Она оставила текст незаконченным. Задумалась. Некстати вспомнилась надпись на разрушенном камне, в глухом лесу, в горах Ридны: «Мир полон зла. Скверна вездесуща».

Побарабанила пальцем по краю стола. Поставила отметку: здесь должен быть большой фрагмент текста, еще не осмысленного, не структурированного. А потом, в завершение, она напишет вот что: «Мы – свидетели величайшего перелома в истории. Обряд инициации перестанет быть приговором. Тысячелетний конфликт человечества и ведьм будет разрешен, и не останется места насилию и страху…»

Она критически перечитала последнее предложение и подумала, что некоторый пафос неизбежен, – и отлично будет звучать с кафедры, перед публикой. Эмоциональный контакт со слушателями, драматическая пауза, потом аплодисменты… Ивга улыбнулась сама себе: немножко тщеславия в этот почти весенний вечер.

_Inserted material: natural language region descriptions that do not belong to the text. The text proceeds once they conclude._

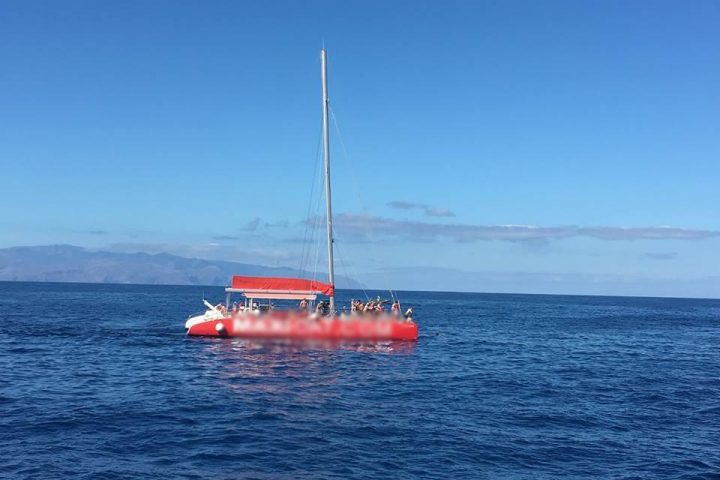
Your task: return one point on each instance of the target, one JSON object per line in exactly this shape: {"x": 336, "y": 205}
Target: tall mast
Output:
{"x": 326, "y": 148}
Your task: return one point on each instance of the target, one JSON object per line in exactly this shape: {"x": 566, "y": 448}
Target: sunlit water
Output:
{"x": 100, "y": 381}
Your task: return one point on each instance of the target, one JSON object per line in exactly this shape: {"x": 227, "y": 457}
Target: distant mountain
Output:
{"x": 67, "y": 263}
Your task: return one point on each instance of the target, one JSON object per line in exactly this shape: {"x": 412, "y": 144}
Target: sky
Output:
{"x": 520, "y": 146}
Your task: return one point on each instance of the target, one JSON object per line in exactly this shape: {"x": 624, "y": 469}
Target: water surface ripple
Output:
{"x": 99, "y": 381}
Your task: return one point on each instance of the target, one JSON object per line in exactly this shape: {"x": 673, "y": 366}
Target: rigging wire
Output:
{"x": 308, "y": 242}
{"x": 349, "y": 164}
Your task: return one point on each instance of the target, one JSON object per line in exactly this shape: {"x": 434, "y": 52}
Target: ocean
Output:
{"x": 100, "y": 381}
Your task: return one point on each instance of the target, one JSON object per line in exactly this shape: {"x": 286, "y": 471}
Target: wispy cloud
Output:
{"x": 210, "y": 251}
{"x": 661, "y": 255}
{"x": 252, "y": 225}
{"x": 355, "y": 224}
{"x": 428, "y": 210}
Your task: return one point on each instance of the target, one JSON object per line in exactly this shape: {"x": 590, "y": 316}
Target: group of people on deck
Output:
{"x": 371, "y": 307}
{"x": 322, "y": 308}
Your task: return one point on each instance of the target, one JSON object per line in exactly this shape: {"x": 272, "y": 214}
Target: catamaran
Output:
{"x": 257, "y": 316}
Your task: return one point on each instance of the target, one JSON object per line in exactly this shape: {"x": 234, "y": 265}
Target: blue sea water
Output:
{"x": 100, "y": 381}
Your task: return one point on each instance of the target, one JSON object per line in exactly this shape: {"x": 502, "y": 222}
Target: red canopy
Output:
{"x": 278, "y": 284}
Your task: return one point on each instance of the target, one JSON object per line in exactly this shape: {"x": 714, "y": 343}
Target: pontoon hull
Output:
{"x": 301, "y": 329}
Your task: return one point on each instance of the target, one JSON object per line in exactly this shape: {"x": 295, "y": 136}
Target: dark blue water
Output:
{"x": 99, "y": 381}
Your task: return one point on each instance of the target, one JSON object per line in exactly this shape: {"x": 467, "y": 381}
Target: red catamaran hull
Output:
{"x": 332, "y": 328}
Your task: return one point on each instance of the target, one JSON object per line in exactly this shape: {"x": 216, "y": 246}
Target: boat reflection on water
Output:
{"x": 302, "y": 369}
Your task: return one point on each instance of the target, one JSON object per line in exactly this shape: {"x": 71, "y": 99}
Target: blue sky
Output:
{"x": 192, "y": 127}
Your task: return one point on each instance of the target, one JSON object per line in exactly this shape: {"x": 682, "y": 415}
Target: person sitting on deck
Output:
{"x": 303, "y": 305}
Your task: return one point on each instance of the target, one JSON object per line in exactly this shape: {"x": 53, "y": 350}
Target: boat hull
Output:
{"x": 301, "y": 329}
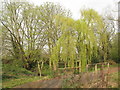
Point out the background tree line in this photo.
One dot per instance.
(45, 36)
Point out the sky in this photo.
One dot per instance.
(75, 5)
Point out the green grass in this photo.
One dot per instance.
(15, 82)
(114, 80)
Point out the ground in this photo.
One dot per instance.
(55, 82)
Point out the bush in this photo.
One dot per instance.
(111, 62)
(13, 71)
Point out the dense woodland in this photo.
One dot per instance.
(46, 37)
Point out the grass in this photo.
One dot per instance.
(10, 83)
(14, 76)
(114, 80)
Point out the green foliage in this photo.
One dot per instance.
(36, 36)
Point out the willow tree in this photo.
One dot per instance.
(68, 42)
(48, 14)
(96, 24)
(86, 44)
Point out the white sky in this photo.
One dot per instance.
(75, 5)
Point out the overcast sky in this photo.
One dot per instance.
(75, 5)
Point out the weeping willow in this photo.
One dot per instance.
(80, 40)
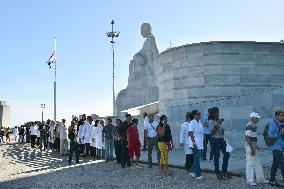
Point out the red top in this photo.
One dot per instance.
(133, 135)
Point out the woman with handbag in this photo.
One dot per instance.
(165, 144)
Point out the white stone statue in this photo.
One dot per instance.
(143, 67)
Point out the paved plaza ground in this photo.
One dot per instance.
(23, 167)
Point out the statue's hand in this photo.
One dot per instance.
(139, 59)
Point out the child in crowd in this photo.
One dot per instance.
(133, 142)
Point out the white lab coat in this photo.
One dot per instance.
(87, 132)
(81, 134)
(99, 137)
(93, 136)
(184, 138)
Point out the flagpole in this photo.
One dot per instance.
(55, 79)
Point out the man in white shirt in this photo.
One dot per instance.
(150, 130)
(184, 143)
(15, 133)
(63, 138)
(146, 120)
(37, 135)
(87, 135)
(33, 134)
(195, 132)
(253, 165)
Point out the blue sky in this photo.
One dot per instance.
(84, 62)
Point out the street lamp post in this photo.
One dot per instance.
(42, 107)
(112, 35)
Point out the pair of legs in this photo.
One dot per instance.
(124, 154)
(117, 147)
(87, 147)
(278, 162)
(93, 151)
(109, 145)
(73, 148)
(219, 144)
(151, 143)
(189, 159)
(207, 139)
(253, 166)
(33, 138)
(164, 158)
(134, 149)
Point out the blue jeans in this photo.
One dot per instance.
(219, 144)
(45, 142)
(74, 147)
(196, 163)
(278, 161)
(109, 146)
(207, 139)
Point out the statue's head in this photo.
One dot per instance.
(146, 30)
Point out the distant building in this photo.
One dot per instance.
(4, 114)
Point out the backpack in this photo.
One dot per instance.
(268, 141)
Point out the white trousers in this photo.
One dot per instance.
(63, 146)
(253, 166)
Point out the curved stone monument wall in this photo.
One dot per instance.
(215, 70)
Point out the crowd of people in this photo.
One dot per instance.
(195, 135)
(95, 139)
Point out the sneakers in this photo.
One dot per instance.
(252, 184)
(220, 177)
(263, 182)
(192, 174)
(199, 178)
(275, 184)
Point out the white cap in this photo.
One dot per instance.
(253, 114)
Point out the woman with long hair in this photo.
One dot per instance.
(218, 143)
(117, 144)
(164, 143)
(184, 142)
(195, 132)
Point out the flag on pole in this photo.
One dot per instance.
(51, 60)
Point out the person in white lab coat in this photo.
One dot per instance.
(87, 135)
(184, 142)
(99, 139)
(93, 139)
(15, 133)
(63, 138)
(80, 128)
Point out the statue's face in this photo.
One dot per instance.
(145, 30)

Работы еще полно, но каков же, каков будет результат!

Все еще рассеянно улыбаясь, она подышала на озябшие руки и, подхватив компьютер, направилась в дом.

* * *

Прежде Эгле не замечала, до чего красивы здешние горы. Сейчас, когда развеялся дым от горящих лесов, когда тяжесть с ее души чуть отступила, Эгле все больше казалось, что она попала внутрь книжной иллюстрации, видового альбома: новая открытка за каждым поворотом. Склоны и кроны, игра света и тени, огромные валуны, будто порождения сурового, но не чуждого романтике скульптора. Край незамерзшего озера, прикрытый низко склоненными ветками, и на черной воде – два белых лебедя.

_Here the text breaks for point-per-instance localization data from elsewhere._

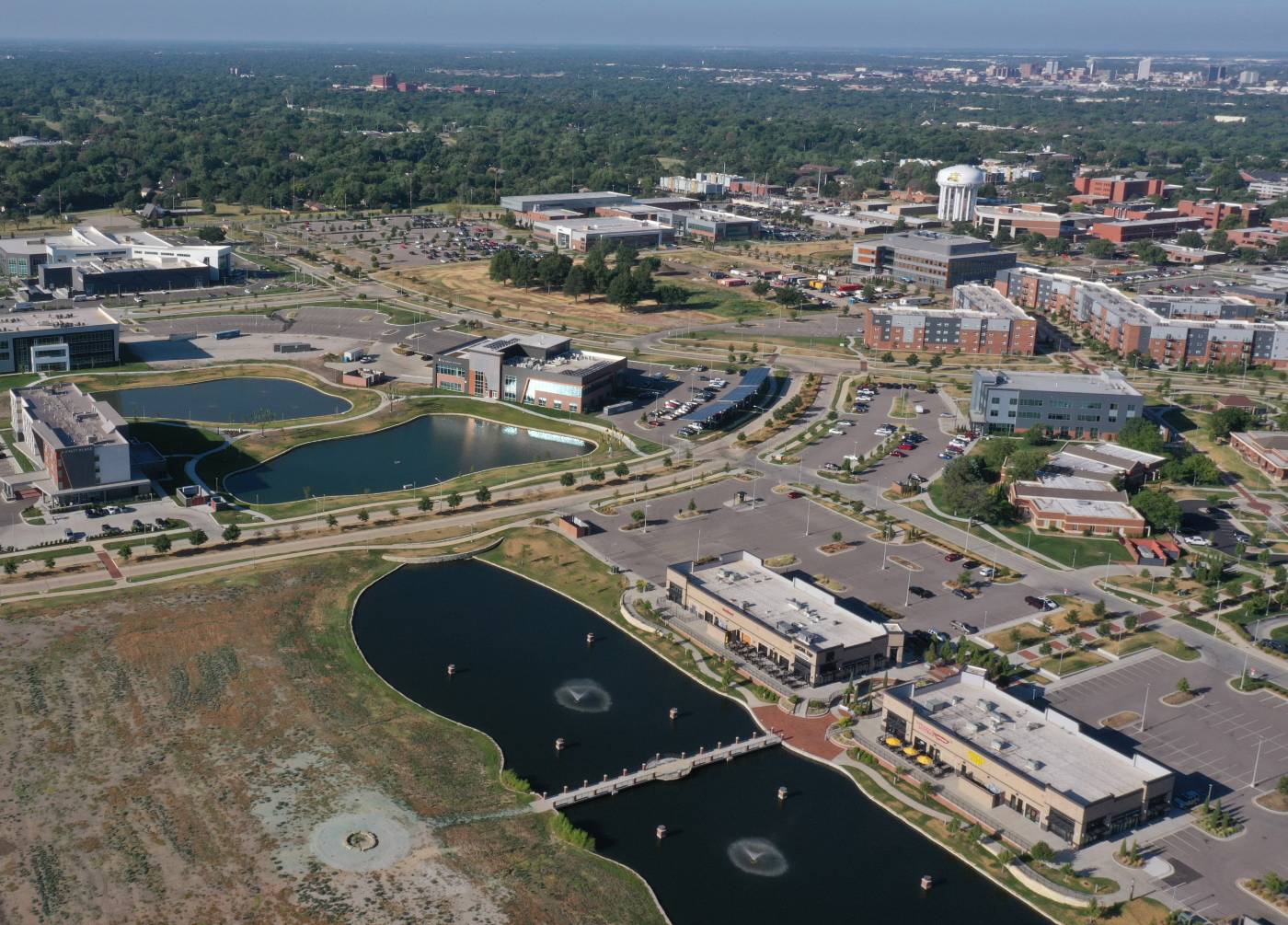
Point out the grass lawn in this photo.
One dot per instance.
(1075, 551)
(1135, 642)
(1073, 661)
(1028, 635)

– Март! – Эгле не удержалась. – Смотри!

Он притормозил так близко к краю пропасти, что снаружи зашелестел, осыпаясь, гравий.

– Почему они не улетели на зиму? – В его голосе было больше тревоги, чем восхищения. – Что они едят?!

– Им виднее, – Эгле засмеялась. – Истощенными не выглядят, несчастными – тоже.

Лебеди, как по команде, расправили крылья, позируя. Мартин осторожно тронул машину:

– Когда мне было четырнадцать лет, я увидел в парке девчонку, которая кормила лебедей белым хлебом. Отщипывая кусочки от такой, знаешь, длинной витой булки, нежной внутри, хрустящей снаружи. Она была с виду моя ровесница, на год старше, как потом выяснилось. И я, бескомпромиссный защитник природы, стал на нее орать…

– Ты?!

– Ну, внешне это выглядело пристойно, я даже голоса не повышал… почти. Но я сообщил, что она убивает птиц, что лебеди в лучшем случае ожиреют, не улетят на зиму и вмерзнут в лед, и она придет полюбоваться на прекрасные белые трупы. А в худшем с ними сделается несварение, разбухший хлеб забьет внутренности, птицы сдохнут в корчах прямо сейчас, и она, опять-таки, сможет полюбоваться на прекрасные белые…

– Это что, правда?! – спросила шокированная Эгле. – Насчет хлеба и лебедей?

– В целом да, но я, конечно, сильно преувеличил.

– На месте девочки я бы там и утопилась, в пруду.

– Она была к этому близка, – Мартин вздохнул. – Могла бы просто плюнуть и уйти, или обругать меня, или огрызнуться. Но она даже не пыталась себя защитить. Зарыдала, как в последний раз в жизни, так отчаянно… И я понял, что, наверное, сделал что-то не то и надо исправлять содеянное.

Дорога отвернула от ущелья и протянулась в ложбине между двух гор. Подмерзшее полотно блестело наледью. В багажнике ехала провонявшая бензином камера в полиэтиленовом пакете, в деловой папке хранился чип с видеозаписью прерванной казни. Эгле была благодарна Мартину, который держал удар, как бронированный солдат на поле боя, и не говорил сейчас ни об Ивге, ни о «Новой Инквизиции» в селении Тышка.

– …Два часа после этого я просил прощения и утешал, как мог. Я пригласил ее в кафе…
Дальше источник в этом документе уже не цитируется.